Box Office: ‘Good Boys’ Gets Rowdy With $21M As Other Newbies Struggle

1.Good Boys (review)- $21M
It was a good weekend for Universal, which found itself with the top two box office earners. Surprisingly, the top spot was usurped by Good Boys, the R-rated original comedy led by Room star Jacob Tremblay, totally going against type. The biggest name by far was co-producer Seth Rogen, and they trotted him out in the promos to give people an idea what to expect. It was a smart idea. Rogen, along with fellow producer Evan Goldberg, are carving out a niche for themselves with maturer, raunchier stuff on the big and small screen. When we talk about people not going to the movies as much anymore, that does not apply to what Rogen is doing right now. 

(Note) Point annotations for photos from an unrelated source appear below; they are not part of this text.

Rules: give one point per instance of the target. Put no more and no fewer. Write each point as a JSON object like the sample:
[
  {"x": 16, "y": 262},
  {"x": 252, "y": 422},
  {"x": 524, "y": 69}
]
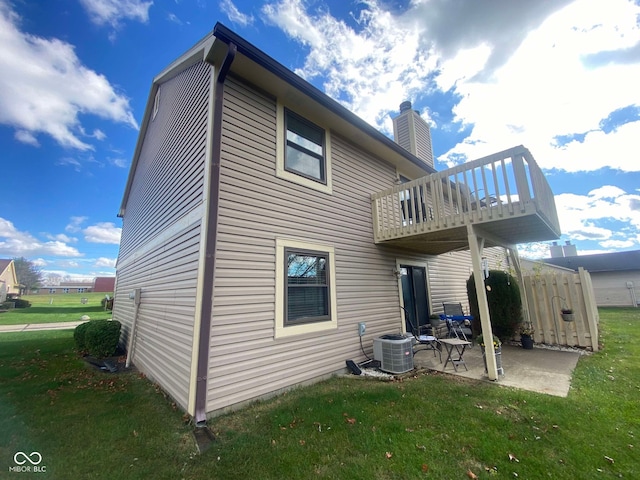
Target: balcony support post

2. Hobbs & Shaw– $14.1M/$133.7M
3. The Lion King– $11.9M/$496.1M
4. The Angry Birds Movie 2 (review)- $10.5M/$16.2M
Do people still play Angry Birds? Certainly more did three years ago at the time of 2016’s The Angry Birds Movie, which flew off with $350M worldwide. Now, I’m not so sure, and the numbers on sequel The Angry Birds Movie 2 definitely don’t indicate a loyal fanbase. The film, which brings back mostly the same folks to voice animated pigs and birds, opened on Wednesday and earned just $16.2M. The first movie was pretty terrible, and this one isn’t a whole lot better. We’ll have to wait and see if Sony can break even on the $65M picture, but it’s going to need help from outside markets.
5. Scary Stories to Tell in the Dark– $10M/$40.2M
6. 47 Meters Down: Uncaged– $9M
The shark-infested sequel 47 Meters Down: Uncaged opened with $9M, and honestly, this is much better than I expected. It’s just $2M shy of its 2017 predecessor, which stayed afloat for weeks on the way to $62M overall.  I don’t remember if they bothered to screen the last one, but they kept most critics away this time, and that may have been a mistake just as it was for Crawl a few weeks ago. But I see the logic behind it this time. At a budget of just $5M, everything after the first weekend is gravy so why run the risk?
7. Dora and the Lost City of Gold– $8.5M/$33.9M
8. Once Upon a Time in Hollywood– $7.6M/$114.3M
9. Blinded by the Light (review)- $4.45M
This took me by surprise. The critically acclaimed, much-talked-about crowd pleaser Blinded by the Light opened with just $4.4M. That would be fine if it weren’t in over 2300 theaters, but that $1.9K per site average is pretty ugly. The rock musical coming-of-age story follows a Pakistani kid in London, who falls in love with the music of Bruce Springsteen. I liked the film well enough, and reviews overall have praised it despite the sugary coating, but audiences just didn’t take to it. Perhaps they’re still reeling from Yesterday, or just tired of movies that play to the fans of a single popular singer.
10. The Art of Racing in the Rain– $4.4M/$16.8M

Not shocked at all to see Richard Linklater’s Where’d You Go, Bernadette (review) open to a dismal $3.4M. The adaptation of the best-selling novel is known for being infamously tough to adapt, with recent reports of behind-the-scenes squabbles on how to approach it, but still we’re talking about Linkalter and Cate Blanchett. But promos for the movie, about an architect/wife/mother who disappears from her family to go on a journey to find herself, were a tonal nightmare and, to be fair, that’s how the movie played out. For audiences to turn out for a film like this it needs overwhelmingly good reviews and Oscar buzz, which this had neither.